Protective Effect of Pituitary Adenylate Cyclase-Activating Polypeptide-38 Against Radiation-Induced Myocardial Injury in Mice

Abstract

Background: Radiation-Induced Heart Disease (RIHD) restricts the survival benefit of radiotherapy for thoracic tumors. Myocardial fibrosis and remodeling are late consequences of the long-term development of RIHD, and pituitary adenylate cyclase-activating polypeptide-38 (PACAP38) could ameliorate RIHD.

Methods: An animal model of heart irradiation was prepared from mice, and subjected to X-ray exposure. Mice were pretreated with PACAP38 in vivo before cardiac irradiation.
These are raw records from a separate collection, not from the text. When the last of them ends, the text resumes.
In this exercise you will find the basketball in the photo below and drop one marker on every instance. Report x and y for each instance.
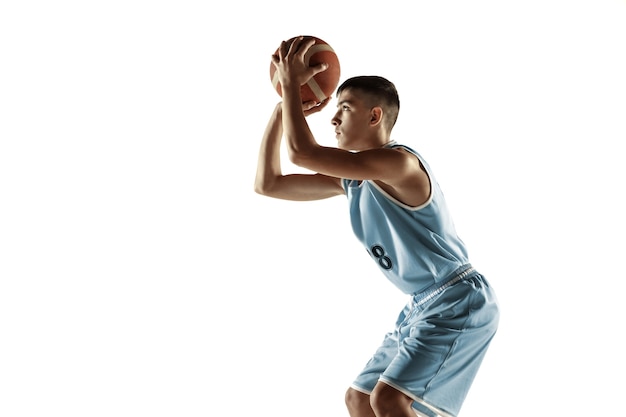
(323, 84)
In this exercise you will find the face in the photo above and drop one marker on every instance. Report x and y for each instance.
(352, 121)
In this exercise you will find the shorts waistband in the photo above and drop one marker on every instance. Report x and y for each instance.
(436, 289)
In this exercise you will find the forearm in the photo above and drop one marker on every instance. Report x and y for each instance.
(268, 165)
(298, 136)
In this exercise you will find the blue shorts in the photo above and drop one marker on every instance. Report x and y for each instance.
(438, 343)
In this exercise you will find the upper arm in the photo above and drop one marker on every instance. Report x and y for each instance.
(398, 171)
(303, 187)
(383, 164)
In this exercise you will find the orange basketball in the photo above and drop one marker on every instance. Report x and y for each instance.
(323, 84)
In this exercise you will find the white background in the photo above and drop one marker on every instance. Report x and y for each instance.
(141, 276)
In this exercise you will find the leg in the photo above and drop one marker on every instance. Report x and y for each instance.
(387, 401)
(358, 404)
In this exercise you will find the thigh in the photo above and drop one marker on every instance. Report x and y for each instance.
(384, 355)
(441, 348)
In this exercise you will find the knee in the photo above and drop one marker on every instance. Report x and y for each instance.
(386, 400)
(356, 402)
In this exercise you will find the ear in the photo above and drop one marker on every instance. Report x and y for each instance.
(376, 116)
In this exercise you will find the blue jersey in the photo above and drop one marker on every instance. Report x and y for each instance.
(415, 247)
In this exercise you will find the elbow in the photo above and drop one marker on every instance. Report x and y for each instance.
(298, 157)
(261, 188)
(264, 187)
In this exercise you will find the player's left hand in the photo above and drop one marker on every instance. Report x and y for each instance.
(290, 64)
(310, 107)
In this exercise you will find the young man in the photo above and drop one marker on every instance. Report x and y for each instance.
(426, 365)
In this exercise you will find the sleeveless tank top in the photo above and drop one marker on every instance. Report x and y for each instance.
(415, 247)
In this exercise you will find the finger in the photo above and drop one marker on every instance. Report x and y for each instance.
(316, 69)
(308, 105)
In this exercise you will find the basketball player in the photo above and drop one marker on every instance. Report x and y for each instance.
(426, 364)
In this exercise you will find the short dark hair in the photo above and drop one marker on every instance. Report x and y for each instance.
(379, 91)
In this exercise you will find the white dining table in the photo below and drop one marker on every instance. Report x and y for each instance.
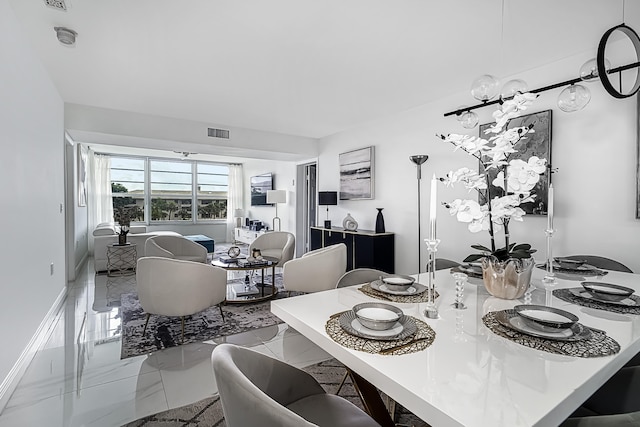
(470, 376)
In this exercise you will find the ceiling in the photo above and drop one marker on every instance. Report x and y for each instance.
(301, 67)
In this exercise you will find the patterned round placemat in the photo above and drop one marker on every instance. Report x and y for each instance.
(599, 345)
(568, 296)
(585, 270)
(422, 339)
(409, 299)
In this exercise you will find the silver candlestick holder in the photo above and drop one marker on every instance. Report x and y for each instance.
(549, 280)
(431, 311)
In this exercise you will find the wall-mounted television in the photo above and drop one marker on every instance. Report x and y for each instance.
(260, 184)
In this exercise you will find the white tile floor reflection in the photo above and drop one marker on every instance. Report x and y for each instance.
(78, 379)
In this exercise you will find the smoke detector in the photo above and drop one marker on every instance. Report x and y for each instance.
(66, 36)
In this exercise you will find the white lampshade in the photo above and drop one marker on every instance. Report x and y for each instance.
(276, 196)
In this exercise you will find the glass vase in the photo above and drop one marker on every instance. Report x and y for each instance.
(507, 279)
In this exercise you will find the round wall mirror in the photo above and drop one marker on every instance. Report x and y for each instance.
(621, 46)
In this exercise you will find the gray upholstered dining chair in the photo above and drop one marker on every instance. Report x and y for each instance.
(257, 390)
(360, 276)
(616, 403)
(315, 271)
(601, 262)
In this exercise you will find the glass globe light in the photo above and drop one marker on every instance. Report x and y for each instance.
(485, 87)
(574, 98)
(469, 120)
(512, 87)
(589, 70)
(461, 108)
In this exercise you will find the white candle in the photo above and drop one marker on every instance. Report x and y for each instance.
(432, 209)
(550, 208)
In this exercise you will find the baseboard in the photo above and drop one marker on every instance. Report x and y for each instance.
(10, 382)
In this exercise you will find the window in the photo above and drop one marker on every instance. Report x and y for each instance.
(171, 189)
(213, 185)
(127, 186)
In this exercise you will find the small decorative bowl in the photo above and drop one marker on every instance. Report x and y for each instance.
(377, 315)
(543, 318)
(570, 264)
(398, 282)
(607, 291)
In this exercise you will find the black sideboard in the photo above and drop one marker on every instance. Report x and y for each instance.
(365, 249)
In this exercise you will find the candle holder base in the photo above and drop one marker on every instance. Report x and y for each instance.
(431, 312)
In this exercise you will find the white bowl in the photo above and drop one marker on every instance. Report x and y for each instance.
(377, 316)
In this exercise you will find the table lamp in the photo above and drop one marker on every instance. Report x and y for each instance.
(239, 213)
(327, 198)
(275, 197)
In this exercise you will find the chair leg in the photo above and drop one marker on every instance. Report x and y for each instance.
(145, 324)
(344, 378)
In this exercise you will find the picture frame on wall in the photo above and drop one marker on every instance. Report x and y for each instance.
(357, 174)
(537, 144)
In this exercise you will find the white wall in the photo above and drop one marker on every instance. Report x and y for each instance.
(31, 168)
(595, 187)
(284, 179)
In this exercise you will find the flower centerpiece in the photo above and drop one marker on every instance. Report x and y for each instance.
(506, 269)
(123, 217)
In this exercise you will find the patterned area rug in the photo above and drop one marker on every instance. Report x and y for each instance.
(164, 332)
(208, 412)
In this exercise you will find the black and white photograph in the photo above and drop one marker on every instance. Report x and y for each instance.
(356, 174)
(537, 144)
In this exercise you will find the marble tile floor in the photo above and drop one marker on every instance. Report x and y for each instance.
(78, 379)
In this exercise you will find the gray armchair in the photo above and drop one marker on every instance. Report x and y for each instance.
(257, 390)
(275, 245)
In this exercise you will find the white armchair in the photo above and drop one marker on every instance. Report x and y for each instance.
(172, 287)
(315, 271)
(176, 247)
(277, 245)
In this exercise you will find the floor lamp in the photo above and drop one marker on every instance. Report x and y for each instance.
(419, 160)
(275, 197)
(327, 198)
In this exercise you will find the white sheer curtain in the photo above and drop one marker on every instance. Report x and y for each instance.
(235, 198)
(100, 205)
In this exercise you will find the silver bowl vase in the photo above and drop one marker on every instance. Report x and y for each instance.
(507, 279)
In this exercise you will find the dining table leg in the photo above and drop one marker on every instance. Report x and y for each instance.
(372, 401)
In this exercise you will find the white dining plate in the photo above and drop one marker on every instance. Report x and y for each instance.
(582, 293)
(404, 328)
(510, 319)
(414, 289)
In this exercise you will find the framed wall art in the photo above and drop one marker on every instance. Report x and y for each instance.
(536, 144)
(356, 174)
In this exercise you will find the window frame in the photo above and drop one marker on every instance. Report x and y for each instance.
(195, 197)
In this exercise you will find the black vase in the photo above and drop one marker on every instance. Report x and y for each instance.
(379, 221)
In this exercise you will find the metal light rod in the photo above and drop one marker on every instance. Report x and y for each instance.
(542, 89)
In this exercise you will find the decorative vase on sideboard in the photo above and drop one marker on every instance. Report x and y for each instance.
(379, 221)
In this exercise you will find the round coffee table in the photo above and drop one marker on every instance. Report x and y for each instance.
(248, 292)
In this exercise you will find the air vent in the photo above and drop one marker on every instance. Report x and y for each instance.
(218, 133)
(56, 4)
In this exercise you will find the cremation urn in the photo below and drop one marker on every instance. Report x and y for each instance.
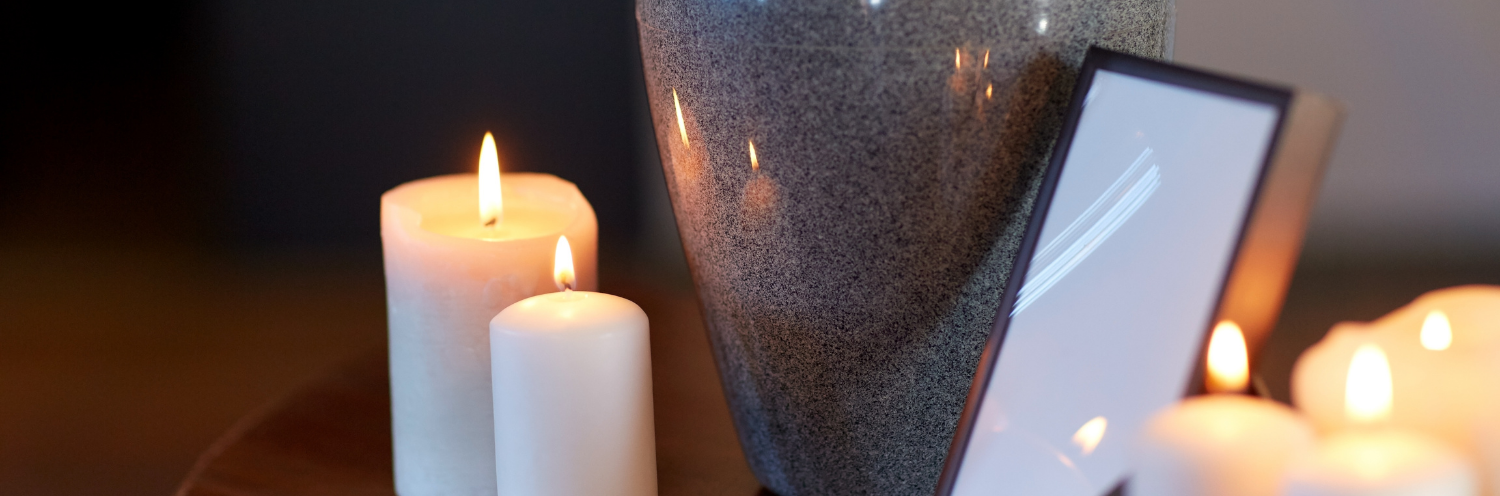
(851, 180)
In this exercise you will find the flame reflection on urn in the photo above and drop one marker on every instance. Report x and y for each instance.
(759, 203)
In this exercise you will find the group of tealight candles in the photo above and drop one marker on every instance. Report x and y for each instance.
(507, 372)
(1404, 405)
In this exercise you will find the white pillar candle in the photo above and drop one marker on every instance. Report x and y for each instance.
(1371, 457)
(1220, 444)
(1445, 363)
(572, 375)
(446, 276)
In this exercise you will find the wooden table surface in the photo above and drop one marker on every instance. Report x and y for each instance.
(333, 435)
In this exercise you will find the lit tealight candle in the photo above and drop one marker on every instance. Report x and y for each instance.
(1220, 444)
(1443, 349)
(1371, 459)
(458, 250)
(572, 376)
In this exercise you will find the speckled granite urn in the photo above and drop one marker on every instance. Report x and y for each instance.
(851, 182)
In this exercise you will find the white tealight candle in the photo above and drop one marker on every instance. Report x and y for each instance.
(1220, 444)
(1371, 459)
(1443, 349)
(572, 376)
(458, 250)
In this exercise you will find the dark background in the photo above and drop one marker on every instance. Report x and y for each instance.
(189, 189)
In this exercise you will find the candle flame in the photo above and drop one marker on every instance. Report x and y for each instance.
(1091, 433)
(681, 128)
(1368, 390)
(1229, 361)
(1437, 333)
(491, 209)
(755, 164)
(563, 265)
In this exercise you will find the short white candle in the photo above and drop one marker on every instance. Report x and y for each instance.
(572, 376)
(1445, 360)
(453, 259)
(1382, 462)
(1220, 444)
(1371, 457)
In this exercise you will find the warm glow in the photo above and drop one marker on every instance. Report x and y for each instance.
(491, 209)
(1367, 391)
(1437, 333)
(1229, 361)
(681, 128)
(563, 265)
(755, 164)
(1091, 433)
The cardiac function and pathological changes of myocardium were evaluated by animal echocardiography, micro PET-CT and histological staining, respectively.

Results: Murine heart exposed to a single dose of 20 Gy X-ray resulted in a significant increases pathological injury and average standard uptake value (SUV) of 18F-FDG induced by irradiation in mice. The cardiac function that displays systolic parameter LVEF and diastolic parameter E/e' of mice did not change significantly after irradiation at 6 months. PACAP38 (10 μg/100μl, i.p.) significant inhibited the increase of average SUV of 18F-FDG as well as myocardial pathological damage induced by irradiation. The average SUV in the irradiated area of the heart in the control group and irradiation group were 0.76±0.04 and 1.20±0.07, respectively (P<0.05). While in the PACAP38 treatment group, the average SUV decreased to 0.86±0.06 (PACAP38+IR vs. IR, P<0.05), indicating that PACAP38 effectively protected heart function against radiation-induced heart injury.

Conclusions: Our data reveal that PACAP38 significantly alleviated the myocardial fibrosis, remodeling and metabolic dysfunction induced by radiation exposure of heart. The cardioprotective role of PACAP38 provide a new sight for possible intervention of RIHD.